1998, voyage à Kampala et la conférence pluripartite de la femme burundaise à Arusha en 2000 : Une délégation de 65 femmes burundaises se dirige à Kampala pour participer à une conférence dont l’objectif est d’une part préparer leur contribution aux négociations d’Arusha et d’autre part lancer un appel au Président Museveni et d’autres leaders pour la levée d’un embargo contre le régime de Buyoya. Cet embargo est sensé faire plier la volonté d’un gouvernement qui, jusqu’à ce jour, ne montrait aucune velléité à négocier avec ceux qui, à l’époque, sont appelés « les forces négatives de la région des grands lacs ». Cette sanction essouffle un gouvernement quelque peu affaibli par une guerre qui perdure depuis des années, mais surtout, surtout, il épuise une population dont une section importante (Plus d’un million (1.000.000) sont réfugiés et des déplacés intérieurs, U.S. Committee for Refugees World Refugee Survey 2000 – Burundi) se trouve dans des camps de refugiées et déplacés. L’économie est en descente libre. Les femmes se mobilisent, rencontrent l’ancien Président Nelson Mandela qui par la suite va les encourager à participer aux négociations d’Arusha. Une conférence pluripartite, sous l’égide de la Fondation Tanzanienne Mwalimu Nyerere et UNIFEM sera organisée. C’est ainsi que les femmes se verront accordées une place d’observatrices lors des pourparlers de paix entre le gouvernement de Buyoya et les autres parties prenantes au conflit burundais dont différents groupes armés comme le CNDDFDD. Pour la première fois dans l’histoire du Burundi après 40 ans, à savoir après la participation active des femmes swahili à la campagne de mobilisation du héros national Prince Louis Rwagasore, la formation de la ligue des femmes UFB (Union des femmes Burundaises) dans les années 60, la femme burundaise est associée dans la recherche et l’élaboration d’une solution à envergure nationale. Malheureusement, la femme burundaise n’arrivera pas à participer à part entière aux Accords d’Arusha (Les partis politiques d’opposition de l’époque s’y opposeront farouchement ) et elle demeurera en marge des négociations proprement dites, se contentant d’un lobbying de coulisses.

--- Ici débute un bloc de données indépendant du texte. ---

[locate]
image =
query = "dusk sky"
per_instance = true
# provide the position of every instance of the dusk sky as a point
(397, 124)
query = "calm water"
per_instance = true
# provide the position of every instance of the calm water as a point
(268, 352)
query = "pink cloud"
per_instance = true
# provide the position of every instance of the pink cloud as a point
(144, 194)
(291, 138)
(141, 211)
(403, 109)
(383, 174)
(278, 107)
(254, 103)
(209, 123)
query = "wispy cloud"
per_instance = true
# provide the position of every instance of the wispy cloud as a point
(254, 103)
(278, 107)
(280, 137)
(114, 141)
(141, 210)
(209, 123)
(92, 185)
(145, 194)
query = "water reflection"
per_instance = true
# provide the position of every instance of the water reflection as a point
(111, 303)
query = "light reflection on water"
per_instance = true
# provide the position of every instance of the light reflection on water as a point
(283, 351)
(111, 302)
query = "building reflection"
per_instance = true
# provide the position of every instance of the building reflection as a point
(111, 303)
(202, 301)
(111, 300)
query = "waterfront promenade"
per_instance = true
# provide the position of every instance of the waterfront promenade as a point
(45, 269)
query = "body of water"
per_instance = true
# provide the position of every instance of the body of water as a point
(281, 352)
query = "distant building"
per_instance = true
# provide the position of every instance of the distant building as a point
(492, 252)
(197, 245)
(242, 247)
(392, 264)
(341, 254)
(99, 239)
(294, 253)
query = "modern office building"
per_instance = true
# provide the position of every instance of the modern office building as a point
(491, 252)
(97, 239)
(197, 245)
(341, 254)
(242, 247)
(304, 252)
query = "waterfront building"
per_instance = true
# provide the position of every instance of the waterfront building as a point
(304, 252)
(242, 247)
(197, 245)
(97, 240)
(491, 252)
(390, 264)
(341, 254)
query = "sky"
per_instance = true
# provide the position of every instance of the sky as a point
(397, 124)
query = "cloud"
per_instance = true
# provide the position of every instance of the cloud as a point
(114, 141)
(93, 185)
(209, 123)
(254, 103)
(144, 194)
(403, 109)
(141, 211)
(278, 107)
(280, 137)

31 octobre 2000, la naissance de la résolution 1325 à New York : Bien que nombre de résolutions et déclarations antérieures de l’ONU portaient déjà sur les thèmes de la femme, la paix et la sécurité, aucune d’entre elles n’a eu autant de poids ni de retentissement que la résolution 1325. Cette dernière exhorte le Secrétaire général de l’ONU, les Etats membres et les parties à un conflit armé à prendre des mesures concrètes pour l’intégration d’une démarche antisexiste et la pleine participation paritaire des femmes à l’ensemble des initiatives de paix et de sécurité. Elle prévoit également des dispositions précises : une représentation accrue à tous les niveaux de prise de décisions en matière de prévention, gestion et résolution de conflit, une formation sur le genre et le VIH/sida destinée au personnel de maintien de la paix, un soutien aux initiatives de paix prises par des groupes locaux de femmes, ainsi que la protection des femmes et des fillettes face aux violences sexistes.

Ces deux évènements, la démarche des femmes en 1998 et l’adoption de la résolution 1325 par le Conseil de Sécurité des Nations Unies, bien qu’isolés dans le temps et dans l’espace transforment le cadre socio-politique dans lequel évolue la femme en générale et la femme burundaise en particulier. En effet, la femme burundaise est projetée au-devant de la scène politique. Comme le dit si bien une femme burundaise travaillant pour les Nations Unies sous couvert d’anonymat : « la femme aura toujours un argument que nul autre n’a. Après tout, elle est celle qui met au monde nos dirigeants, nos tyrans, nos rebelles, qui les enterrent, qui les pleurent et qui recolle les morceaux après que tout soit fini. Elle est aussi la première victime des guerres, de toute guerre. Rappelons-nous du Rwanda, juste après le génocide, il y avait plus de femmes que d’hommes, et si elles n’avaient pas contribué à la reconstruction du pays, on ne sait pas où on en serait. ».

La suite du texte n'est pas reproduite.